KHOBAR, (Reuters) – Foreign engineering firms have submitted bids to design Saudi Aramco’s Jizan crude oil refinery, industry sources said on Tuesday.
Companies had asked the state oil firm for more time but the due date for the front-end engineering and design (FEED) and project management services (PMS) closed on Dec. 25 as set by Aramco, sources said.
The refinery is designed to process 400,000 barrels per day (bpd) of crude and is part of Saudi Arabia’s plans to boost domestic refining capacity from the current level of 2.1 million bpd.
Seven international engineering firms submitted their proposals, of which 5 were U.S. companies: KBR, Foster Wheeler, Mustang Engineering, Fluor and Jacobs Engineering.
France’s Technip and Australia’s WorleyParsons have also participated in the bidding process.
Saudi Arabia had hoped the refinery would be built and owned entirely by the private sector, a first in the world’s top oil exporter.
Last year, the government handed over the delayed project to Aramco.
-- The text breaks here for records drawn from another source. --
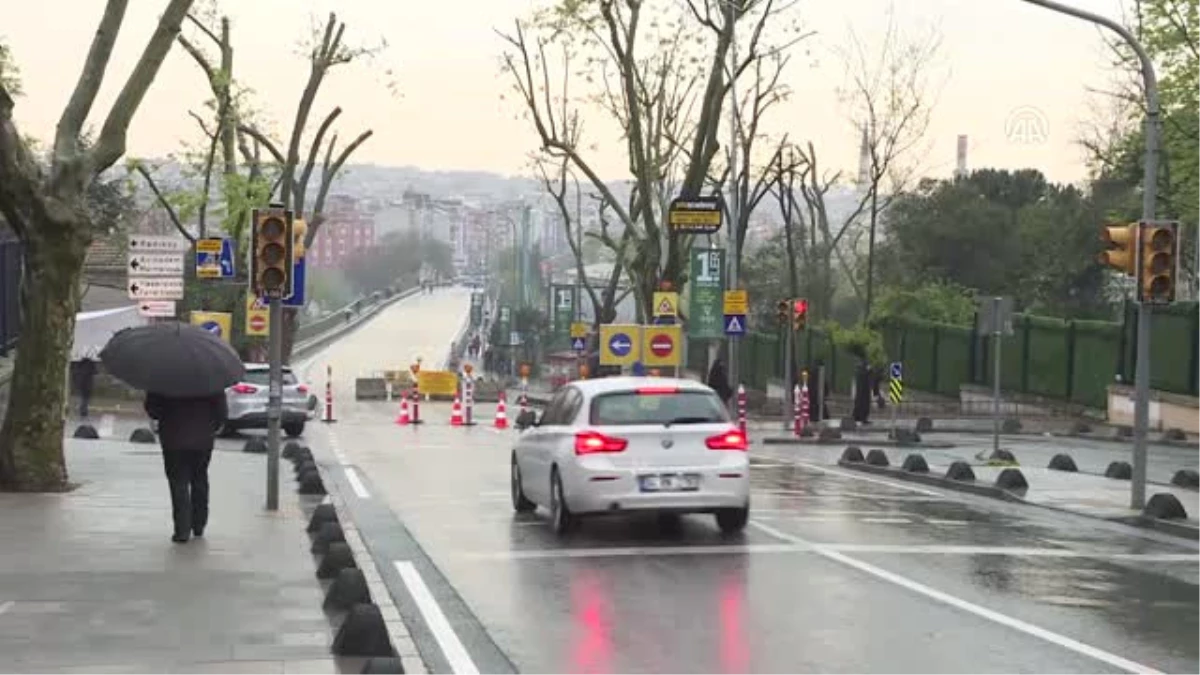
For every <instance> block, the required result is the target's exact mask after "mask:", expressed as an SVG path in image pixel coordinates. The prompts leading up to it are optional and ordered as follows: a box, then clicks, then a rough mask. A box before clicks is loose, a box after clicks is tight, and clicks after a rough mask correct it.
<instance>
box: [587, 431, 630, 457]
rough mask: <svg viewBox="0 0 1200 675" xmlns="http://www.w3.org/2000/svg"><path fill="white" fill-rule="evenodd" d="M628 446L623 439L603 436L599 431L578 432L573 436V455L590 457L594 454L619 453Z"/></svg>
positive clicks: (627, 444)
mask: <svg viewBox="0 0 1200 675" xmlns="http://www.w3.org/2000/svg"><path fill="white" fill-rule="evenodd" d="M626 446H629V441H626V440H624V438H614V437H612V436H605V435H604V434H600V432H599V431H580V432H578V434H576V435H575V454H577V455H590V454H594V453H619V452H623V450H624V449H625V447H626Z"/></svg>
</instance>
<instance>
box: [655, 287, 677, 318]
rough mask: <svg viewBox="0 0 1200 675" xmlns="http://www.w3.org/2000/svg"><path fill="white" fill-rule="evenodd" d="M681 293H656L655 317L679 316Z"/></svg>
mask: <svg viewBox="0 0 1200 675" xmlns="http://www.w3.org/2000/svg"><path fill="white" fill-rule="evenodd" d="M678 307H679V293H674V292H671V291H659V292H655V293H654V316H655V317H659V316H670V317H676V316H679V311H678Z"/></svg>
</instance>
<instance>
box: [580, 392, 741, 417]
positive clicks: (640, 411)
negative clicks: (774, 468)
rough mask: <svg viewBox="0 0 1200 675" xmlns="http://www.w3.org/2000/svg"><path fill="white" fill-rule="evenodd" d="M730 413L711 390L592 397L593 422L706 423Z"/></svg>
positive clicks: (729, 416)
mask: <svg viewBox="0 0 1200 675" xmlns="http://www.w3.org/2000/svg"><path fill="white" fill-rule="evenodd" d="M728 420H730V413H728V411H726V410H725V406H724V405H721V400H720V399H719V398H718V396H716V394H713V393H712V392H695V390H692V392H671V393H640V392H614V393H612V394H600V395H599V396H596V398H595V399H593V400H592V412H590V423H592V424H595V425H610V426H616V425H623V424H704V423H719V422H728Z"/></svg>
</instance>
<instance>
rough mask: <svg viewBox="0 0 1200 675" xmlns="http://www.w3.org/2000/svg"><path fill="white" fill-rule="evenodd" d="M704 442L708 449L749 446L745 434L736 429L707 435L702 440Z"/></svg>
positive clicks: (713, 449) (728, 447)
mask: <svg viewBox="0 0 1200 675" xmlns="http://www.w3.org/2000/svg"><path fill="white" fill-rule="evenodd" d="M704 444H706V446H708V449H710V450H745V449H746V448H748V447H749V443H746V435H745V434H743V432H742V431H739V430H737V429H733V430H731V431H726V432H724V434H718V435H716V436H709V437H708V438H706V440H704Z"/></svg>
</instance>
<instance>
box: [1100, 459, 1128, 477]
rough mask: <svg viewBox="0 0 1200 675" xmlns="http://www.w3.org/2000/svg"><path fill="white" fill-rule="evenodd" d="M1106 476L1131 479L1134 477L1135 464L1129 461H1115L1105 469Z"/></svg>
mask: <svg viewBox="0 0 1200 675" xmlns="http://www.w3.org/2000/svg"><path fill="white" fill-rule="evenodd" d="M1104 477H1105V478H1114V479H1116V480H1129V479H1132V478H1133V466H1132V465H1130V464H1129V462H1127V461H1115V462H1112V464H1110V465H1109V467H1108V468H1105V470H1104Z"/></svg>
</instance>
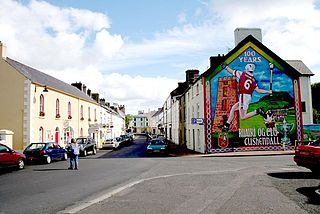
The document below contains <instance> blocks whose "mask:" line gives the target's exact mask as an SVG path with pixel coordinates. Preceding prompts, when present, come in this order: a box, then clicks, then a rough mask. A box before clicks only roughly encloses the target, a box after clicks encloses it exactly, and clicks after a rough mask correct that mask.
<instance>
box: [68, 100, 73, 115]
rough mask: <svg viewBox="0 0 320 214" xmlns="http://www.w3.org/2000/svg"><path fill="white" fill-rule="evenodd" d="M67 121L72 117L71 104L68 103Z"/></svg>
mask: <svg viewBox="0 0 320 214" xmlns="http://www.w3.org/2000/svg"><path fill="white" fill-rule="evenodd" d="M68 119H72V116H71V103H70V102H69V103H68Z"/></svg>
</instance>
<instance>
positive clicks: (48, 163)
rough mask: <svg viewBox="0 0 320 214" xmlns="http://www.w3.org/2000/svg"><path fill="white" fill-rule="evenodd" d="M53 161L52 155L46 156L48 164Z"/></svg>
mask: <svg viewBox="0 0 320 214" xmlns="http://www.w3.org/2000/svg"><path fill="white" fill-rule="evenodd" d="M51 161H52V159H51V157H50V156H48V157H47V158H46V163H47V164H50V163H51Z"/></svg>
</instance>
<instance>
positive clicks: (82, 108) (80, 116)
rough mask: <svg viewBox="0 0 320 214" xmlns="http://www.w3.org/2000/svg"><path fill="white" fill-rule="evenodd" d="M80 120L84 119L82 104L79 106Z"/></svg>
mask: <svg viewBox="0 0 320 214" xmlns="http://www.w3.org/2000/svg"><path fill="white" fill-rule="evenodd" d="M80 120H84V118H83V105H81V106H80Z"/></svg>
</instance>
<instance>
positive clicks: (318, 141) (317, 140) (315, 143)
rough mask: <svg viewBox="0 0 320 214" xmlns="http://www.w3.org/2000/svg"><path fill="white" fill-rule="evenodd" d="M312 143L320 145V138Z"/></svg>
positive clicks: (316, 145)
mask: <svg viewBox="0 0 320 214" xmlns="http://www.w3.org/2000/svg"><path fill="white" fill-rule="evenodd" d="M310 145H312V146H320V139H318V140H316V141H314V142H312V143H310Z"/></svg>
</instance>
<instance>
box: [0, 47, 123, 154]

The refinery is to be built in Jizan, far from the kingdom’s producing oilfields, as part of a wider development plan to revive the impoverished southern region.
The plant is to produce around 75,000 bpd of gasoline, 100,000-160,000 bpd of ultra-low-sulphur diesel and 160,000-220,000 bpd of fuel oil depending on the crude mix processed.
It would be integrated with a power and water facility. A marine terminal would also be built and is expected to be completed by 2016.